De toute façon, où est l’intérêt s’il n’y a aucune loi qui oblige le père à s’occuper de son enfant? L’exigence d’une pension alimentaire par une loi, jusqu’à ce que l’enfant ait l’âge adulte, pourrait servir d’incitatif encourageant les mères à déclarer le papa de leur enfant. À partir de ce moment, ce ne sera plus aux femmes seules de subir les conséquences économiques découlant de la naissance d’un enfant et de son éducation.
Une conséquence insoupçonnée : il se pourrait qu’il ait une diminution de naissances hors mariage ou hors relation maritale légale, et un engouement pour les contraceptifs. Une autre façon de contrôler la démographie.
Notez également qu’une pension alimentaire ne devrait pas être exigible seulement aux hommes. Chaque parent devrait subvenir aux besoins de son enfant, dans la limite de ses moyens.
@Gacece
» L’exigence d’une pension alimentaire par une loi,…. »

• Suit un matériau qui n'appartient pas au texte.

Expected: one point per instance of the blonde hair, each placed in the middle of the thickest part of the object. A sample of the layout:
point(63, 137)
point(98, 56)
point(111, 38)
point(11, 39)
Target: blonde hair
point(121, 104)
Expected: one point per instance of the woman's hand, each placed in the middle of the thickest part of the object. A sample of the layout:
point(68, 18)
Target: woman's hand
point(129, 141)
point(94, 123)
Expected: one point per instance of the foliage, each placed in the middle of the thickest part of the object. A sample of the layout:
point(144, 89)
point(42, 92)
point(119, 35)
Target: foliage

Ah non! Ne me dis pas que la pension alimentaire peut ne pas être obligatoire, pour un père qui a reconnu son enfant!
@Yan
Sous réserve de me tromper, la notion de pension alimentaire n’existe même pas dans les lois burundaises!
C’est un terme juridique à ne pas confondre avec la ration (repas) quotidienne d’une famille.
Tous les parents qui reconnaissent leurs enfants ne s’en occupent pas. Dans le meilleur des mondes, tout parent devrait subvenir aux besoins de sa progéniture jusqu’à son âge adulte. Si vous avez vécu un tant soi peu au Burundi, vous savez que ce n’est pas le cas. Je connais des familles dont un des parents (vivant encore sous le même toit) préfère dilapider l’argent familial dans les boissons plutôt que de payer le minerval de leur enfant… ou d’y contribuer.
Imaginez-vous alors quand les parents sont séparés et qu’il n’y a aucune disposition légale qui les y contraint.
Une loi donnerait à l’’État le pouvoir de prélever à même la source (employeur, comptes bancaires, ou autres débiteurs et sources de revenus) un pourcentage destiné à couvrir les besoins des enfants vivant à une autre résidence que le parent.
Jusqu’à ce que l’enfant devienne autonome, adulte ou finisse ses études, les parents devraient être obligés par une loi, de s’en occuper… même quand ils ne le veulent pas.